Table 1. Descriptive statistics of the study population (n = 189).

2.2 Features

We grouped features into three categories: raw audio (16 kHz unprocessed speech), raw text (transcribed speech), and tabular features derived from audio (COVAREP and formants) and text (lexical metrics), totaling 550 features (543 audio, 7 text). For model training, we randomly cropped 30-second segments per interview, aligning corresponding text and tabular features, which allowed multiple samples per visit and improved model robustness. Audio features were extracted at 10 ms intervals and aggregated over the crop. To evaluate modality contributions, we tested seven configurations: (1) audio only, (2) text only, (3) tabular only, (4) audio + text, (5) audio + tabular, (6) text + tabular, and (7) full multimodal fusion. This setup enables systematic comparison of unimodal versus multimodal approaches. Full feature descriptions are provided in the Supplementary Material.

2.3 Target

The dataset is labeled using the PHQ-8 score, which is based on participants’ responses to eight questions assessing symptoms such as mood and appetite Kroenke et al. (19). For analysis, a binary label was created using a threshold of 10: participants with a score above 10 were classified as exhibiting depressive symptoms, while those with a score of 10 or lower were considered non-depressed. This threshold is widely used in clinical and research settings to identify individuals at risk for depression, enabling straightforward binary classification in subsequent modeling.

2.4 Models

For the audio model, speech waveforms were processed at 16 kHz in 30-second chunks with 50% overlap. We used a pretrained Wav2Vec2 model, and each chunk produced a binary prediction (“depressed” or “ not depressed”). Final patient-level predictions were computed by averaging the chunk-level outputs. For the text model, transcripts were concatenated into a single sequence per patient, tokenized with a maximum length of 256 tokens, and processed using a BERT model. The output was binary, similar to the audio model. Tabular features included both audio-derived (COVAREP and formants) and text-derived features (extracted via SpaCy). These were combined into a single table per patient and modeled using XGBoost with cross-validation for evaluation. For multimodal modeling, we applied late fusion by computing a weighted average of the outputs from each modality, followed by calibration using logistic regression. This approach allowed systematic integration of complementary information from audio, text, and tabular features. Further model hyperparameter configurations are provided in the Supplementary Material.

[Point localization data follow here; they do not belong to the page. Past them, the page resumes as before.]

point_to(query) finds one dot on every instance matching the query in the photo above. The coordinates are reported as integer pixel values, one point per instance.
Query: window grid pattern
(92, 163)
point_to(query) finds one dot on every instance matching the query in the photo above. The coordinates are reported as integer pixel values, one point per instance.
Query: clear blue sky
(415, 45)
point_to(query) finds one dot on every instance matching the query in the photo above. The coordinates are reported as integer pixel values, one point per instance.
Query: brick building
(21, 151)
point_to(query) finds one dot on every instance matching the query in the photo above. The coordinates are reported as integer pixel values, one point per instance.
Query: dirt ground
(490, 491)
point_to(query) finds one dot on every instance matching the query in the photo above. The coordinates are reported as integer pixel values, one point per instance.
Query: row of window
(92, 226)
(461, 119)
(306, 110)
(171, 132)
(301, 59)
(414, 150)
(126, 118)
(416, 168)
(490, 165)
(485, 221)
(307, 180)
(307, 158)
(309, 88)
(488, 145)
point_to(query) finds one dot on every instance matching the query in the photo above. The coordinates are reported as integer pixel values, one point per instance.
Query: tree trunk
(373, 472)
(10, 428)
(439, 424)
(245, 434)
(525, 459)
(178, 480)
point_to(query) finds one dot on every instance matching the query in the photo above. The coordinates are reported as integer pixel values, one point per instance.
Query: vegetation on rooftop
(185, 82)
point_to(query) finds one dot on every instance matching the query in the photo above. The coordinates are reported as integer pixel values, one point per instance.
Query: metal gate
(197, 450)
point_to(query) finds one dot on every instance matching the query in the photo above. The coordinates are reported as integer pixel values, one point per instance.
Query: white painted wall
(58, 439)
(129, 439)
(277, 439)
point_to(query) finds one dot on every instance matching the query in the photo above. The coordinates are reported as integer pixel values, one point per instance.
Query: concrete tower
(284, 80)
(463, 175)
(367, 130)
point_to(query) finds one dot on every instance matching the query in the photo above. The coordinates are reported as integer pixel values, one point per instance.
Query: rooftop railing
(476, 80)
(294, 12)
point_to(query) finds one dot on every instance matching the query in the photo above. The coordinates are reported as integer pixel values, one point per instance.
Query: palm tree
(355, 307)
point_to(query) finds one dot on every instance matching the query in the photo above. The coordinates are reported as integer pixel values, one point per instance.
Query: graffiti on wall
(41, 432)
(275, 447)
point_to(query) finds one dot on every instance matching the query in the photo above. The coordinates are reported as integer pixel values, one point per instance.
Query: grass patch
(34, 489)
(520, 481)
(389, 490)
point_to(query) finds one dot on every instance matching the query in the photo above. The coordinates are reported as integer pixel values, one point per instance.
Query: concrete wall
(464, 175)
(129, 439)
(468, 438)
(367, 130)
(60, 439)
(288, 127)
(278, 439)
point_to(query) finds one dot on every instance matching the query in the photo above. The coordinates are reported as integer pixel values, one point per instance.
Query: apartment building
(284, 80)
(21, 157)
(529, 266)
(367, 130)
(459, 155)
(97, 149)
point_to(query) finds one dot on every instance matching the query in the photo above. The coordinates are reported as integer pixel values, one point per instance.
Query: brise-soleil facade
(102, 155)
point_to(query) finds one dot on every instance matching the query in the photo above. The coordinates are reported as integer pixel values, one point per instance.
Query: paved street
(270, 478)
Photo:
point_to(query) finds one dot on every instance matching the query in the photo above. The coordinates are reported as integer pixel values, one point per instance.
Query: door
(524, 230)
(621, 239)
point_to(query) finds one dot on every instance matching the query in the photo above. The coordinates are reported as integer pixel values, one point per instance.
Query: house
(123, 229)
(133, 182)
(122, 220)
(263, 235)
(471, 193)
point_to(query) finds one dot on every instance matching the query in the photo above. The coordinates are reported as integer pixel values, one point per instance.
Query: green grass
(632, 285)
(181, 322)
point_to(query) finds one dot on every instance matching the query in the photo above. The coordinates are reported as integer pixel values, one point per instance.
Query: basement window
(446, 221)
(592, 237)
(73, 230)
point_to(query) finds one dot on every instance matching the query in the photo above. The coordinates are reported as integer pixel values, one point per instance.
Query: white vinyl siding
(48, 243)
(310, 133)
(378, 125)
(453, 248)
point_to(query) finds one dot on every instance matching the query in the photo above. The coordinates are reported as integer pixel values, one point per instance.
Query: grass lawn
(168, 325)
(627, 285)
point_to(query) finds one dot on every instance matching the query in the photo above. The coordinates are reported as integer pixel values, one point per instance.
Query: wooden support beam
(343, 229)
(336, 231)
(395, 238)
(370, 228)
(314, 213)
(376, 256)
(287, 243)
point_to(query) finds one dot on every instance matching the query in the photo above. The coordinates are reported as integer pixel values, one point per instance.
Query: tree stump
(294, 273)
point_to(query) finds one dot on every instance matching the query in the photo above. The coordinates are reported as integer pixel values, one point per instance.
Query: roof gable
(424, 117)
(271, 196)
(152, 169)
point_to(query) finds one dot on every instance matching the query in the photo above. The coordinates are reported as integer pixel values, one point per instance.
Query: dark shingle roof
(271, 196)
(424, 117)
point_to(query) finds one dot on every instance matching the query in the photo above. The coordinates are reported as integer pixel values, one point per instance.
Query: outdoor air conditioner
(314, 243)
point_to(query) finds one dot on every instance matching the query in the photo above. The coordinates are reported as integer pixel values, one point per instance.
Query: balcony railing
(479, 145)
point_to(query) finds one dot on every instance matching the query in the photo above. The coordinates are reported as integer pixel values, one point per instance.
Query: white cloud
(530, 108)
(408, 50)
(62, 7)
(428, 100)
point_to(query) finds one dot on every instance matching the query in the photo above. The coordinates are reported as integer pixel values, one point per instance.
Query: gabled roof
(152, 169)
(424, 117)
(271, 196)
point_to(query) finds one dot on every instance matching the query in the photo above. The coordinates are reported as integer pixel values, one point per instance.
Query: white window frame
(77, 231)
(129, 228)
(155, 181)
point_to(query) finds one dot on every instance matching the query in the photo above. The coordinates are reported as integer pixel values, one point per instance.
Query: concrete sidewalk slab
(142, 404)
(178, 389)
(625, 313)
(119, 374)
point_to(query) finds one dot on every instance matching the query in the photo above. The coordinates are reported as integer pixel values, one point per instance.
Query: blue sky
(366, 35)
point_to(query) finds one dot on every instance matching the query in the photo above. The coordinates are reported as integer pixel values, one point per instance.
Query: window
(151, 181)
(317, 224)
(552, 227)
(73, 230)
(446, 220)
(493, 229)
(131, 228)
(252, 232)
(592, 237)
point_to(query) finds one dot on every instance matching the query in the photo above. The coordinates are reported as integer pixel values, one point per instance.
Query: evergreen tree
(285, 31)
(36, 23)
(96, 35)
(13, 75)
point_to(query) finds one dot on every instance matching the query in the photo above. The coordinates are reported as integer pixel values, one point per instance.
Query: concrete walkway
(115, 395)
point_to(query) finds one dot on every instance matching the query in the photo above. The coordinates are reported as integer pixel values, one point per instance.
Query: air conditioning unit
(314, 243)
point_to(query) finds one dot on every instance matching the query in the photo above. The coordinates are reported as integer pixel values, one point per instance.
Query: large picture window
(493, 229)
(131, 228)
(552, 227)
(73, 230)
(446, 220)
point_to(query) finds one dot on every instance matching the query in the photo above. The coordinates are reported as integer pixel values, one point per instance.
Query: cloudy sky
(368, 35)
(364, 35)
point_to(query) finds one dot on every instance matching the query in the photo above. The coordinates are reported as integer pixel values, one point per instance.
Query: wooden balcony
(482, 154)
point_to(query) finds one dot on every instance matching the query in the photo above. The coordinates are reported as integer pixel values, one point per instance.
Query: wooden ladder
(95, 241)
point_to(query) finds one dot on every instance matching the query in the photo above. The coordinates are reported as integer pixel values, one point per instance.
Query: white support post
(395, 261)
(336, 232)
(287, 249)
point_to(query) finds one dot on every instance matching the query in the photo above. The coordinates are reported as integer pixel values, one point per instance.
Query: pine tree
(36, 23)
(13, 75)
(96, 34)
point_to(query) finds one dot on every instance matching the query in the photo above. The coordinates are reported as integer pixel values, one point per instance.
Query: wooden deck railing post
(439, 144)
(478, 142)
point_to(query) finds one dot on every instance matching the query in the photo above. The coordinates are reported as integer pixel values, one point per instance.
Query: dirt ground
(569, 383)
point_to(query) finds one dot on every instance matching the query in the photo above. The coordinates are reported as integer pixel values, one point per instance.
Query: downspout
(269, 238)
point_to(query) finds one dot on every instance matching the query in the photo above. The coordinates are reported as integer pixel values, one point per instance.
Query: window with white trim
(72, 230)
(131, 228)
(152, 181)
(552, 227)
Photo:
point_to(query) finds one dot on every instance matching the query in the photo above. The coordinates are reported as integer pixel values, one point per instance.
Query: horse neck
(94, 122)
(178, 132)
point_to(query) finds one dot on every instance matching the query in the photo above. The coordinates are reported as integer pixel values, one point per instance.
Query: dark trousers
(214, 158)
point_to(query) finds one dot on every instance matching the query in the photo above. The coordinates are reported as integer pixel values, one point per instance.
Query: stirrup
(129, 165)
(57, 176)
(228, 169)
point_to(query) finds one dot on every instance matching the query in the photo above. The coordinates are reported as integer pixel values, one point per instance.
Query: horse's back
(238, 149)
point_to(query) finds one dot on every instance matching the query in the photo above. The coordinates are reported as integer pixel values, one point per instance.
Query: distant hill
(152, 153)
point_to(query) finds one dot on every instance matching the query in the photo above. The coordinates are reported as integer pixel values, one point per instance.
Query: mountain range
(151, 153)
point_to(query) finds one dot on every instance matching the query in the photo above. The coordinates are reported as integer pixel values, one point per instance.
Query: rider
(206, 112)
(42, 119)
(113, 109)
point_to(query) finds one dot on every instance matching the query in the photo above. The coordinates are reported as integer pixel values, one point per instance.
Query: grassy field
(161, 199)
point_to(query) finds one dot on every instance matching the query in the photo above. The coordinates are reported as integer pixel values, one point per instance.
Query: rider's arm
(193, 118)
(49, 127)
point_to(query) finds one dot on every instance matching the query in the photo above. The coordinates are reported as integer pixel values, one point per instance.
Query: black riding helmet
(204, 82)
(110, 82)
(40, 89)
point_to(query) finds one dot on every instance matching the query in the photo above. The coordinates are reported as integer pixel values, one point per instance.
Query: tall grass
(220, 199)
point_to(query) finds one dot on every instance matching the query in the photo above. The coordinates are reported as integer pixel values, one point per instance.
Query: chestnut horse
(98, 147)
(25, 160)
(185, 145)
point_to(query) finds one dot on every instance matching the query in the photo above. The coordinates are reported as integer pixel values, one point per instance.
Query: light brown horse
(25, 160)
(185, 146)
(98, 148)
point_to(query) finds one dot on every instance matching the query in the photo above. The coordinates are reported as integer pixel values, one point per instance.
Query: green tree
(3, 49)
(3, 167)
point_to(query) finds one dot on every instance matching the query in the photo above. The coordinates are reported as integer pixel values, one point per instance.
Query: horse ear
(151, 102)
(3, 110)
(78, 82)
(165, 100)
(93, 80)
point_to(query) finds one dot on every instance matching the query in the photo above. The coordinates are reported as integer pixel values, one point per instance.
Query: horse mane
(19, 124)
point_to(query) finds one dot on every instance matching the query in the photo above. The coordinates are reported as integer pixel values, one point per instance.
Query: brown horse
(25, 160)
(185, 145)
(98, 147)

2.5 Performance evaluation

We assessed model performance primarily using the area under the receiver operating characteristic curve (AUROC), a widely adopted ranking-based metric that is robust to class imbalance. Specifically, we report the macro AUROC, which captures overall discriminative performance without requiring predefined decision thresholds. Recent studies (20) have highlighted AUROC’s advantages over alternatives such as the area under the precision-recall curve (AUPRC), particularly in imbalanced settings. Confidence intervals (95%) were estimated via bootstrapping on the test set. Complementary metrics, including precision, recall, and F1-score, were also reported to provide a nuanced assessment of predictive performance. Precision measures the proportion of true positives among all positive predictions, recall quantifies the ability to detect all actual positive cases, and the F1-score, as the harmonic mean of precision and recall, is particularly informative in class-imbalanced data. These metrics are critical in our context, where false negatives, missed cases of depression, carry important clinical consequences.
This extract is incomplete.